Circo Portugal representa a tradição do picadeiro em SV

Trupe com 156 profissionais de várias nacionalidades se apresenta até fim de setembro

07/09/2018 - 10:02 - Atualizado em 07/09/2018 - 10:11

Pai e filho dividem picadeiro (Irandy Ribas AT)

Por trás das cortinas, o show circense pode não ser tão cheio de glamour, mas é surpreendente. A estrutura funciona com diversas engrenagens humanas, que, juntas, fazem a magia acontecer. Assim é o Circo Portugal Internacional, que faz temporada em São Vicente até o fim de setembro.

Foi nos bastidores que descobrimos toda a estrutura que move o Circo Portugal: mais de 900 toneladas de equipamentos e uma trupe de 156 profissionais de várias nacionalidades. 

Motos, peças de ferro, cabos, araras de fantasias, seis motos (contamos) e até um carro. 

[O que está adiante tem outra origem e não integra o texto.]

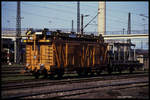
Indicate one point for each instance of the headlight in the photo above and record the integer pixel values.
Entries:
(27, 64)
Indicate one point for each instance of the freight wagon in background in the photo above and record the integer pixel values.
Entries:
(55, 53)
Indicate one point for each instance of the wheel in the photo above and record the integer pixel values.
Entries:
(109, 71)
(45, 73)
(36, 74)
(60, 73)
(131, 69)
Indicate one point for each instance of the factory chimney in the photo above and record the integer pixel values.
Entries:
(102, 17)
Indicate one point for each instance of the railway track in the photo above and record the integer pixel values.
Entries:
(75, 87)
(31, 79)
(45, 82)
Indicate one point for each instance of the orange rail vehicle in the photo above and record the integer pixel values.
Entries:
(54, 53)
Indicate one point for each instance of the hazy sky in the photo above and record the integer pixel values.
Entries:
(60, 14)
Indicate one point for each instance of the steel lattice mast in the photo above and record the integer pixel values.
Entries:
(18, 34)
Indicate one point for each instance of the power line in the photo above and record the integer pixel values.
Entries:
(38, 15)
(60, 10)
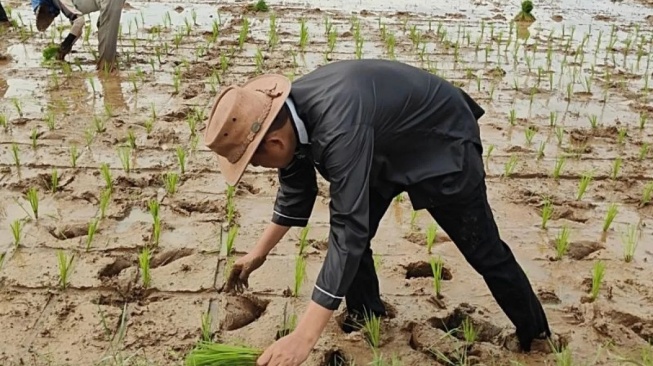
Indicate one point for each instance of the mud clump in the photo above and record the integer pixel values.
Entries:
(113, 269)
(423, 270)
(242, 311)
(69, 231)
(486, 331)
(169, 256)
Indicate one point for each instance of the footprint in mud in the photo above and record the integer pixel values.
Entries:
(169, 256)
(423, 269)
(113, 269)
(334, 357)
(70, 231)
(243, 310)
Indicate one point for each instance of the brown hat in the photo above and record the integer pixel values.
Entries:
(240, 118)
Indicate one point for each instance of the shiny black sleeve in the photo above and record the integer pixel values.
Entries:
(347, 160)
(296, 194)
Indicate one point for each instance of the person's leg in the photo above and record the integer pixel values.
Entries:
(470, 224)
(363, 297)
(3, 14)
(108, 27)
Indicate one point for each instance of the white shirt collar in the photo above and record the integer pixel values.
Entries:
(299, 124)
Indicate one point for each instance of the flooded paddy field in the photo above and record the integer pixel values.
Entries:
(99, 173)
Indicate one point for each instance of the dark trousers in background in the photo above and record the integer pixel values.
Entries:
(3, 15)
(467, 219)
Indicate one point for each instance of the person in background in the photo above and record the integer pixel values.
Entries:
(3, 15)
(108, 25)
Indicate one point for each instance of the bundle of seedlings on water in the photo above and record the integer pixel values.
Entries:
(300, 274)
(598, 272)
(303, 241)
(231, 238)
(16, 232)
(288, 323)
(647, 194)
(213, 354)
(181, 159)
(33, 199)
(64, 264)
(547, 213)
(562, 242)
(372, 330)
(585, 180)
(630, 239)
(92, 228)
(437, 265)
(144, 266)
(609, 216)
(431, 232)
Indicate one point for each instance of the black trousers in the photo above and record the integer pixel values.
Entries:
(3, 15)
(467, 219)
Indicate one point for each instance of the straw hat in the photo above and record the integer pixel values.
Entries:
(240, 118)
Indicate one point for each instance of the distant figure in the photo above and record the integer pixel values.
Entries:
(3, 15)
(108, 25)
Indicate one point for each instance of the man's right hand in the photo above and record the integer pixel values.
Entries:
(242, 268)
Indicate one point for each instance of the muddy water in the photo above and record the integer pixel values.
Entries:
(582, 106)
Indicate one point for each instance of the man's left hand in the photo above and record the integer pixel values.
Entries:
(291, 350)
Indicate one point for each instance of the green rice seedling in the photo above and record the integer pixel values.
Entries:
(105, 199)
(244, 33)
(598, 273)
(170, 180)
(54, 180)
(585, 180)
(616, 167)
(372, 330)
(557, 169)
(15, 153)
(469, 333)
(144, 266)
(64, 268)
(547, 213)
(303, 242)
(300, 274)
(181, 159)
(647, 193)
(231, 238)
(643, 151)
(124, 153)
(92, 229)
(16, 231)
(510, 166)
(106, 175)
(74, 155)
(609, 217)
(630, 239)
(212, 354)
(437, 266)
(562, 242)
(33, 199)
(431, 231)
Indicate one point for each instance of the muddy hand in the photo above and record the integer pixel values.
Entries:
(238, 279)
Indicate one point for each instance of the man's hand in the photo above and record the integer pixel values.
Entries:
(239, 277)
(291, 350)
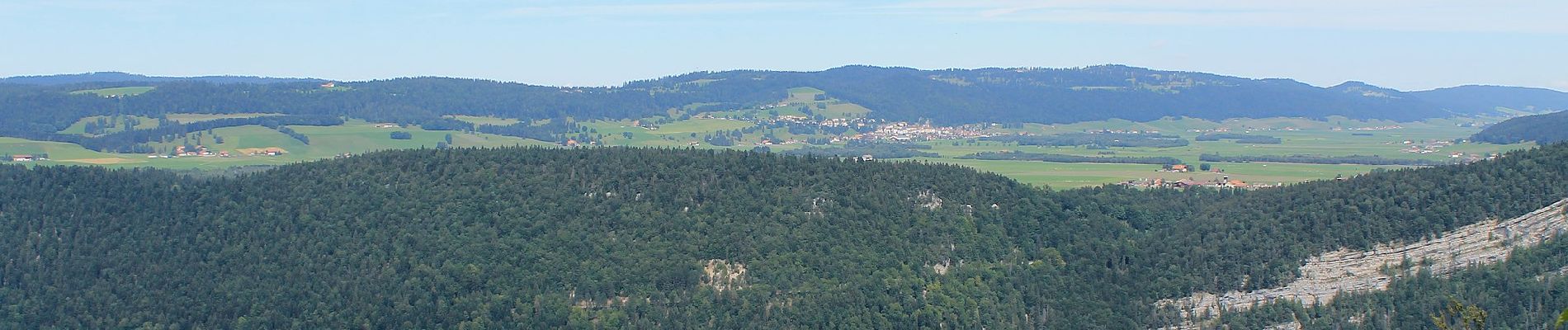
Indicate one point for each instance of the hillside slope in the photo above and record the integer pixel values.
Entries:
(642, 238)
(1542, 129)
(956, 96)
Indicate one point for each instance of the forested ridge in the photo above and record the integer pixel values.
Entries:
(1543, 129)
(956, 96)
(618, 238)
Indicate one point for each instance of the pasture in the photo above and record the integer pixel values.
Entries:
(116, 91)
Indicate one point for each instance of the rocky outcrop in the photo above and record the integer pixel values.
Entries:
(721, 276)
(1348, 271)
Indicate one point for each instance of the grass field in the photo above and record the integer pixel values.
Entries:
(80, 125)
(1066, 176)
(355, 136)
(116, 91)
(203, 118)
(485, 120)
(1333, 136)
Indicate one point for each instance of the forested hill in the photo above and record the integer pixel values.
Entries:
(1481, 99)
(645, 238)
(956, 96)
(1542, 129)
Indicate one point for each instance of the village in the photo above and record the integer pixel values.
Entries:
(1191, 182)
(203, 150)
(904, 132)
(24, 158)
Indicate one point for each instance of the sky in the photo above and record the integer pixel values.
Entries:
(1404, 45)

No vaivém que precede a apresentação, pai e filho trocam apressadamente de roupa, já preparando seu primeiro número. Eles são Pipo e Marquito, os palhaços que fazem diversas esquetes para a plateia rir, envolvendo música, trapalhadas e até trapaças do filho com o pai, como uma bombinha que estoura no meio do show e um rato que é colocado em suas calças. 


De família

O equilibrista Emilian Stevanovich, de 21 anos, cresceu vendo os familiares artistas. De ascendência ioguslava e francesa, ele cresceu no Brasil e há um ano e meio está com o Circo Portugal. Os parentes são dos tradicionais Stevanovich, donos do Le Cirque, que surgiu há mais de 300 anos, na Europa. 

Na II Guerra Mundial, vieram fugidos para a América Latina, onde começaram a se apresentar nas praças daqui por muitos anos. Há familiares espalhados pelo mundo todo. “Tem um peso, sim, carregar este nome, mas o circo está no sangue de todos que trabalham com isso. É a mesma magia que move todo mundo aqui”.

Aliás, ele mesmo começou a se interessar em ser artista circense lá pelos 13 anos. Viu no equilibrismo algo que lhe atraía e começou a treinar. “Sempre digo que um esqueleto que não se mexe, não se move, se arrasta”. 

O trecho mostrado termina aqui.